2023 Financial Highlights
- Revenue of $23.8M in 2023 compared to $27.6M in 2022, when excluding eliminated revenue from U.S. operations and trading (revenue of $31.7M prior to exclusion of these items)
- Gross Margin increased to 50% vs. 44% in 2022
- Adjusted EBITDA1 of $1.14M compared to $1.13M in 2022
- Cash Flow from Operations improved to $2.0M compared to $1.1M in 2022
- Net loss of $21.3M in 2023 compared to a net loss of $17.4M. The increase in net loss is mainly attributable to a goodwill impairment charge of $16.7M, a non-cash charge, due to updated assumptions that reflect current macroeconomic conditions. Excluding the impairment charge, the net loss for the year would have been $4.6M
- Cash on hand at December 31, 2023 was $2.5M
Q4 2023 Financial Highlights
- Q4 Revenue of $6.2M compared to $7.8M in Q4 2022 when excluding eliminated revenue from U.S. operations (Q4 2022 Revenue of $8.00M prior to exclusion of these items)
- Q4 Gross Margin improved to 50% compared to $46% in 2022, marking the Company's 4th consecutive quarter with gross margin of at least 50%
- Q4 Adjusted EBITDA1 improved to $0.5M for 2023 compared to $0.3M in 2022, marking the Company's 9th consecutive quarter of positive Adjusted EBITDA
Events Subsequent to December 31, 2023
Sale of WholesalePet
On January 31, 2024, EMERGE completed the sale of WholesalePet ("WSP") to Tiny Fund I, LP, a private partnership of Tiny Ltd., for aggregate gross cash consideration of US$9.25M subject to certain closing and post-closing adjustments, payments and obligations. Following the transaction, EMERGE no longer has any deferred payment obligations owed to WSP shareholders.

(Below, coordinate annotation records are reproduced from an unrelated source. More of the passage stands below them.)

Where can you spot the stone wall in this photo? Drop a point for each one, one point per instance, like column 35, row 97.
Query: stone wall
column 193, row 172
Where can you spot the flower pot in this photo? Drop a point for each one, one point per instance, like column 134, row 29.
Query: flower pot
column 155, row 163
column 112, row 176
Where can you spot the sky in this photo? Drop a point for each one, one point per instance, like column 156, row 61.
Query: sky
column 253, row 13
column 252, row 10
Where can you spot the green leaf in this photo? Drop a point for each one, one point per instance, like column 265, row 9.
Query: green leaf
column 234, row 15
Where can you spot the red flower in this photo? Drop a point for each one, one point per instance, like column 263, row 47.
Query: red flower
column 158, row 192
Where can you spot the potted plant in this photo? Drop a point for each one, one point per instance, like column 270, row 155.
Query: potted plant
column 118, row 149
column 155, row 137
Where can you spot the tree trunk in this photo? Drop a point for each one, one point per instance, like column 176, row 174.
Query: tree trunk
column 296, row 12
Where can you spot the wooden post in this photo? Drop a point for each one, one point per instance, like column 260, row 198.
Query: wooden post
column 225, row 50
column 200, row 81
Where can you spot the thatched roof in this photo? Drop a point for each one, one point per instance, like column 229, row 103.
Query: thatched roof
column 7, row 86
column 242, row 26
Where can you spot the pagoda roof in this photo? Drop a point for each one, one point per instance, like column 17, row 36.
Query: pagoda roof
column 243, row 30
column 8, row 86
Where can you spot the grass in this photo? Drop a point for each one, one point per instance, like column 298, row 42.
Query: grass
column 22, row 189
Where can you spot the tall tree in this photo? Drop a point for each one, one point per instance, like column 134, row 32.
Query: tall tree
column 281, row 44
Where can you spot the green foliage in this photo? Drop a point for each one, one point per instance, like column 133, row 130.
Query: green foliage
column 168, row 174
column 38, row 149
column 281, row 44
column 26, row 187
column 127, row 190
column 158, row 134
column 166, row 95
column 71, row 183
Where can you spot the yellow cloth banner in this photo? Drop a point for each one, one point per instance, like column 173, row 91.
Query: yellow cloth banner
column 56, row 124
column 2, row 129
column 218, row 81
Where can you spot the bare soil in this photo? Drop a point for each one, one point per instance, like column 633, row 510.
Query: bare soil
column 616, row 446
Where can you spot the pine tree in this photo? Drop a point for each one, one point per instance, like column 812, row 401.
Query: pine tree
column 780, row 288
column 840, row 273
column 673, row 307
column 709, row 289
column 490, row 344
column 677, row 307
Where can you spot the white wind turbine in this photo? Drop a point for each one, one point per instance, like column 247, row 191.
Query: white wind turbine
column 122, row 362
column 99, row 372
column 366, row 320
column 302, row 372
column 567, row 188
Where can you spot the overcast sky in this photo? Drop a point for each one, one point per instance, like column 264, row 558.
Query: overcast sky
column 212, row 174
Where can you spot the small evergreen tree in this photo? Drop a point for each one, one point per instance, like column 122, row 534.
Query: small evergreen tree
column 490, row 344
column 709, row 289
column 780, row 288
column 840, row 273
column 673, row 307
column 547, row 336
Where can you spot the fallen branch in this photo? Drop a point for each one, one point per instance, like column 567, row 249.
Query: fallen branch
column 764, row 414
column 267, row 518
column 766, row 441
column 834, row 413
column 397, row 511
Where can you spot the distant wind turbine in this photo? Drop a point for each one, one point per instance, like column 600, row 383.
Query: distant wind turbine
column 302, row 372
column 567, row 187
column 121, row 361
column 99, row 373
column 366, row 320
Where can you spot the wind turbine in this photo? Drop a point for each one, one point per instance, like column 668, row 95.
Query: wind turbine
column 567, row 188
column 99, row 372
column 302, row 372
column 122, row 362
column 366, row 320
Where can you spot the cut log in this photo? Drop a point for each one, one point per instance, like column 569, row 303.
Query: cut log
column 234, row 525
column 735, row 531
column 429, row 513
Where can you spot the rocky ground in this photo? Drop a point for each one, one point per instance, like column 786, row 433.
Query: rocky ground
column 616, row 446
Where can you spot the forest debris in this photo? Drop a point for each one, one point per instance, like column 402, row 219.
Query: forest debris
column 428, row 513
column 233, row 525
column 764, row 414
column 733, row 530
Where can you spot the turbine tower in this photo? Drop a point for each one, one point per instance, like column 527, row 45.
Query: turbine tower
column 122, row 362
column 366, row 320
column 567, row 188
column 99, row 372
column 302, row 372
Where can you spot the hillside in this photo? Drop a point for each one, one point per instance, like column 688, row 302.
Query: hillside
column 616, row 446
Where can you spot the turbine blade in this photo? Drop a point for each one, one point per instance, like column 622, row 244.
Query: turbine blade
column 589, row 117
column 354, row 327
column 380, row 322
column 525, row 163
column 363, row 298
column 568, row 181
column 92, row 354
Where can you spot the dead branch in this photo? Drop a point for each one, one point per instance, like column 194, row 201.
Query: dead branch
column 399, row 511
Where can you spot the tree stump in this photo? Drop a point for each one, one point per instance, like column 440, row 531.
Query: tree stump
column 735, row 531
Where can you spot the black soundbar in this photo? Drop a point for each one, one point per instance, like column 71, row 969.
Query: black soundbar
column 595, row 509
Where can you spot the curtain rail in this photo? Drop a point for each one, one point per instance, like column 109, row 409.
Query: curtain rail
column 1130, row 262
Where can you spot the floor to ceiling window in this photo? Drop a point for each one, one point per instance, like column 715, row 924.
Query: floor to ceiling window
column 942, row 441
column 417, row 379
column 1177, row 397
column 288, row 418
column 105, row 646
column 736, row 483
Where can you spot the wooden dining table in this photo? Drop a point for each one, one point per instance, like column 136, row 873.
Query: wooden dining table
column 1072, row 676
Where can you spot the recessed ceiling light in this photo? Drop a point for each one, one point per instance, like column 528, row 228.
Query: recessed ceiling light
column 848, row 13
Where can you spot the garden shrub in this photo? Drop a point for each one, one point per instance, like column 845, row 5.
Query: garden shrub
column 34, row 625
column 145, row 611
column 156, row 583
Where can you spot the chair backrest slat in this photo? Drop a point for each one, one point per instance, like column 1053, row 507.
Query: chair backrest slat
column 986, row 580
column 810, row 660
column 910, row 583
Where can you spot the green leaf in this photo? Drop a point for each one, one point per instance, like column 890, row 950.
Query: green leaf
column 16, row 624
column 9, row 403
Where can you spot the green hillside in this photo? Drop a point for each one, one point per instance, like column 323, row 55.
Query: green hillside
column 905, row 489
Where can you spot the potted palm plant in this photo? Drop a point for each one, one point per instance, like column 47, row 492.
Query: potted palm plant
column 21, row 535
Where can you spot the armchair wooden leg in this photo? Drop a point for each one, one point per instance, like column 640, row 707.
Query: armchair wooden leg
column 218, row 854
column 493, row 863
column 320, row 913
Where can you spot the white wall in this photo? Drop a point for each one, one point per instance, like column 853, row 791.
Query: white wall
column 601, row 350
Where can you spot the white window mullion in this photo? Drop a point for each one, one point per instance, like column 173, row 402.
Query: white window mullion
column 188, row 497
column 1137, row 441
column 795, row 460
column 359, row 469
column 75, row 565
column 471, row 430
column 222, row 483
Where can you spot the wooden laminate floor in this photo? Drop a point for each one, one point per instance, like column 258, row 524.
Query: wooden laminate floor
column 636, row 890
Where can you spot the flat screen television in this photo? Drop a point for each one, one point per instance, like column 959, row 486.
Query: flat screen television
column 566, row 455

2023 results include WholesalePet. Q1 2024 will be the first financial report to classify WholesalePet as discontinued operations, with prior period results also reflect the reclassification where noted.
Debt Paydown and Refinancing
EMERGE utilized $10M from the WSP transaction proceeds to paydown its senior credit facility with its existing lender, the principal balance of which has been reduced to $5.85M, from $15.85M prior to the completion of the transaction, and $25M originally. The Company's interest expense savings following the aforementioned debt repayment is expected to be approximately $1.38M annually.
On January 31, 2024, the Company entered into a second amended and restated credit agreement with its existing lender. The Amended Facility provides a term of up to 24 months, which is comprised of an initial term of 18-months, plus an additional 6-month extension option (the "Extension"), which may be exercised upon mutual agreement between the Company and the lender. Inclusive of the Extension, the Amended Facility is expected to mature on January 31, 2026. The Company remains in good standing with existing lender, which it has worked with since November 2019.
Go Forward Business
Following the sale of WholesalePet, EMERGE retains 4 brands across 2 main verticals, Grocery and Golf, namely truLOCAL, Carnivore Club, UnderPar and JustGolfStuff. EMERGE expects further HQ cost reductions, given the reduced overheads required to service the go-forward brand portfolio.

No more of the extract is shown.